Implementations could put a limit on how far ahead you can peek. But a minimum of say, 512 bytes or maybe a bit bigger makes sense I think. That would be enough for every use case I have.

I believe current restrictions in DFDL to ensure forward progress when parsing are sufficient to make it impossible to delay parsing forever with this. I.e., parsing can take a long time, but it still has to terminate (at least in theory, if there is enough memory for a big infoset).

I think this dfdlx:peek has some nice properties.

  • Pro: This is the most important thing: No specialized constructs for looking ahead. Just use DFDL to learn about the data, save it in variables or a piece of infoset that you can navigate with expressions to utilize the knowledge.

  • Pro: Composition properties are good. Nothing new to learn. I can think of no impact on backtracking or any other aspects.

  • Pro: Pretty cheap to implement, so long as the amount you can peek ahead is reasonably bounded.

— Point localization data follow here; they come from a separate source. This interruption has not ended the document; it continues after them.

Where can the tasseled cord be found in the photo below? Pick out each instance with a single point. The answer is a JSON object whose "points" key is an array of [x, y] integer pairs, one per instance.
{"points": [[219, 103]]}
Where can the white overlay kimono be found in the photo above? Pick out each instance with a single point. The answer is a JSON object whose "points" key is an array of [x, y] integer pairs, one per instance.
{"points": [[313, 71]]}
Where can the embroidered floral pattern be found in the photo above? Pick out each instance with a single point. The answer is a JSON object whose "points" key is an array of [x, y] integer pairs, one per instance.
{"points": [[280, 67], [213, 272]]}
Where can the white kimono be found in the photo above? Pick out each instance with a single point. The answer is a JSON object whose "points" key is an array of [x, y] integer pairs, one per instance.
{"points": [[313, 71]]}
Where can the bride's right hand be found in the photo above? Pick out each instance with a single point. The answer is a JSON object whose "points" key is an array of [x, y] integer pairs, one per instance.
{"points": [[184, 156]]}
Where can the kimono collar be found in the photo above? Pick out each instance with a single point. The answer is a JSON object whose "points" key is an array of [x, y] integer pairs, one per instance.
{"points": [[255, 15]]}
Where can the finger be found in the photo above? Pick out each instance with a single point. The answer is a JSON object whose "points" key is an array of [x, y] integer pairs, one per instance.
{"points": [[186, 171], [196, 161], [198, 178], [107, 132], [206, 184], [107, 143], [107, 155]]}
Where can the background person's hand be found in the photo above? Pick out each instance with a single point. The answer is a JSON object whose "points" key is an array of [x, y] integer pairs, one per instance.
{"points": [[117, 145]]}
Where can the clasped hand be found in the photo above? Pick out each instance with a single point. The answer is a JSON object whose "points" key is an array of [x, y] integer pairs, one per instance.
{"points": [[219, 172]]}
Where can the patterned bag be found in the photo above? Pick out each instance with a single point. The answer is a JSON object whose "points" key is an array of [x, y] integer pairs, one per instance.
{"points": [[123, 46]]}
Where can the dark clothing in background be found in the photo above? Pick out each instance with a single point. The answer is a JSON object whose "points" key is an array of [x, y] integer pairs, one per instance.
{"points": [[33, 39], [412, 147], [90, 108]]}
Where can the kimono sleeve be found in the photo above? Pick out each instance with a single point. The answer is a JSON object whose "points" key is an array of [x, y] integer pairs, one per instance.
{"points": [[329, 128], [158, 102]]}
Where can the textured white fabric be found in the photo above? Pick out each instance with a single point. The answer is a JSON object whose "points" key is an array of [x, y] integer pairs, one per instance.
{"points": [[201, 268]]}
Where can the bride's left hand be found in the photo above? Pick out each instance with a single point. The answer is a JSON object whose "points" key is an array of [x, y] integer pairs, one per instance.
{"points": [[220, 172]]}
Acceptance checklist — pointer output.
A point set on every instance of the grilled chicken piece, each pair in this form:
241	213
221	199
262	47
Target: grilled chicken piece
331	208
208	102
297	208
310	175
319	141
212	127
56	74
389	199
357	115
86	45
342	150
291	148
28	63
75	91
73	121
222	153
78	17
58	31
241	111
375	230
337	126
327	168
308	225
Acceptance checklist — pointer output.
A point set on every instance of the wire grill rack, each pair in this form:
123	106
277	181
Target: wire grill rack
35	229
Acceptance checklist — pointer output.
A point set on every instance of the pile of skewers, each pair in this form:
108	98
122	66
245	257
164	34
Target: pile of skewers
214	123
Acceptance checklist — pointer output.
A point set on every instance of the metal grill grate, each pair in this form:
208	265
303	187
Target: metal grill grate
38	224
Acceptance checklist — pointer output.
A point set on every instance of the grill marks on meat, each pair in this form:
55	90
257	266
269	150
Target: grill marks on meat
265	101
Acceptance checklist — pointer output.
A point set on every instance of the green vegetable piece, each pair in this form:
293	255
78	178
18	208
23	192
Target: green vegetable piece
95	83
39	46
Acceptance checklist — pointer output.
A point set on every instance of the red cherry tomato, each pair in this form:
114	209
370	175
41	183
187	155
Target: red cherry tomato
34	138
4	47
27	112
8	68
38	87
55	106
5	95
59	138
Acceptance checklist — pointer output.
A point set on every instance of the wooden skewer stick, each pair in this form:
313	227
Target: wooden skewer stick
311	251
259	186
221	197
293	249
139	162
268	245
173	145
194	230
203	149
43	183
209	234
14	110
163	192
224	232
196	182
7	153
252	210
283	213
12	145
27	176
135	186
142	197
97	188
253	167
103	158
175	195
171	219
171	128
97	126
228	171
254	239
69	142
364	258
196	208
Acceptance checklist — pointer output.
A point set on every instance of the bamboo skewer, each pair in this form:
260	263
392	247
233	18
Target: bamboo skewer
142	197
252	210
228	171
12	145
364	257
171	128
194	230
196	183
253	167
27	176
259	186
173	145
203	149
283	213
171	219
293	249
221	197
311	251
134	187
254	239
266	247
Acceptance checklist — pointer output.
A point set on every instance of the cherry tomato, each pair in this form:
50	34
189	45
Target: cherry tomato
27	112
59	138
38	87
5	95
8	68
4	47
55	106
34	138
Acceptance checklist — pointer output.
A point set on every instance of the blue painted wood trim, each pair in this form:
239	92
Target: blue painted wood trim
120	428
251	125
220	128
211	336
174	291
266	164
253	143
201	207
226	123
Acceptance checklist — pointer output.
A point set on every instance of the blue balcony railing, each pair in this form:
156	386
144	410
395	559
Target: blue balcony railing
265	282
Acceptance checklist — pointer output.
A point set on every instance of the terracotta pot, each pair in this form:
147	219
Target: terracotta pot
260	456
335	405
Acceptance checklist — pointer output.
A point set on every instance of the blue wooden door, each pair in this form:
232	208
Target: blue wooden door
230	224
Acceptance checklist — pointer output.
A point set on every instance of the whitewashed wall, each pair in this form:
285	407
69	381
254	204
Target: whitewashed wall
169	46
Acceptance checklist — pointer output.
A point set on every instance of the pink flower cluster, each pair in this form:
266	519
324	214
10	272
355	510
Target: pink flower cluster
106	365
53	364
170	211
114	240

  • Pro: Synergistic with existing things like newVariableInstance and hidden groups to capture learning from a peek ahead.

  • Con: Huge generality. Peeking ahead with a sequence with really rich sub-structure, PoUs and backtracking inside it, etc. That's all enabled by this feature, but none of the use cases I have need anything like that level of generality. This is one of those things where the stuff people will invent with it are unanticipated.